Apache Iceberg Compaction
Compact your Iceberg tables using Spark or AWS Athena
Introduction
Apache Iceberg introduces a powerful compaction feature, especially beneficial for Change Data Capture (CDC) workloads. This document outlines the key properties and commands necessary for effective Iceberg table management, focusing on compaction and maintenance operations, when:
Interfacing with Amazon Athena's abstraction layer over Iceberg's native capabilities.
Using Apache Spark.
Overview of Compaction in Apache Iceberg
Compaction in Apache Iceberg is crucial for optimizing data storage and retrieval, particularly in environments with high data mutation rates. This process involves rewriting data files to improve query performance and remove obsolete data associated with old snapshots. Effective tuning of Iceberg's properties is essential for achieving optimal results.

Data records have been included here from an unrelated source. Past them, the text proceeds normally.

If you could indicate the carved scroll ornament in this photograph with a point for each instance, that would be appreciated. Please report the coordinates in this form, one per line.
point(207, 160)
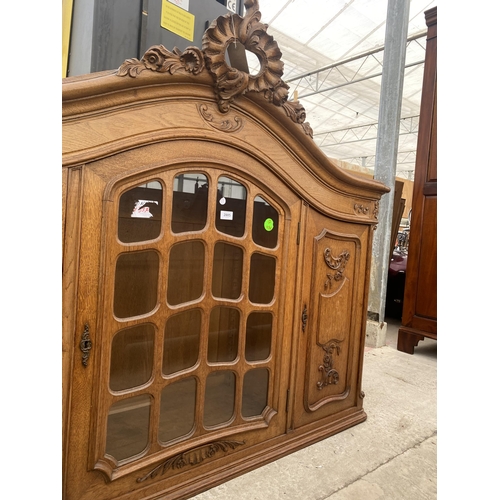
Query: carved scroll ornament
point(328, 373)
point(336, 264)
point(191, 457)
point(229, 82)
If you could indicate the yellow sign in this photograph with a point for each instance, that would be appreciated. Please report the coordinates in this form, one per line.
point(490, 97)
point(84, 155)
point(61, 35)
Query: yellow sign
point(177, 20)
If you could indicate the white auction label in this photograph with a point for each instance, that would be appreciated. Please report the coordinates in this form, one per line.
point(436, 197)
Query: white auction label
point(225, 215)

Using Amazon Athena for Iceberg Table Management
Amazon Athena provides an abstraction layer for managing Iceberg tables through two main functions: OPTIMIZE
and VACUUM
. These functions facilitate table compaction and the removal of outdated data files, streamlining Iceberg table management within Athena.
To compact a table and remove all of the data files related to old snapshots, this will be a sample flow:
// Compaction
OPTIMIZE my_db.my_table REWRITE DATA USING BIN_PACK;
// Removing old snapshots and files
ALTER TABLE my_db.my_table SET TBLPROPERTIES (
'vacuum_max_metadata_files_to_keep'='1'
)
VACUUM my_db.my_table;
// Validating if old snapshots are removed and only one `replace` operation
// remains in the snapshots
select * from "my_db"."my_table$snapshots";
select * from "my_db"."my_table$history";
Now let's investigate each part individually.
1. Compaction
To compact a table and optimize its layout, the OPTIMIZE
command is used as follows:
OPTIMIZE my_db.my_table REWRITE DATA USING BIN_PACK;
This command rewrites the data in the specified table using the BIN_PACK
strategy, creating a new snapshot that consolidates older files within the partition. Note that this retains old snapshots and data files.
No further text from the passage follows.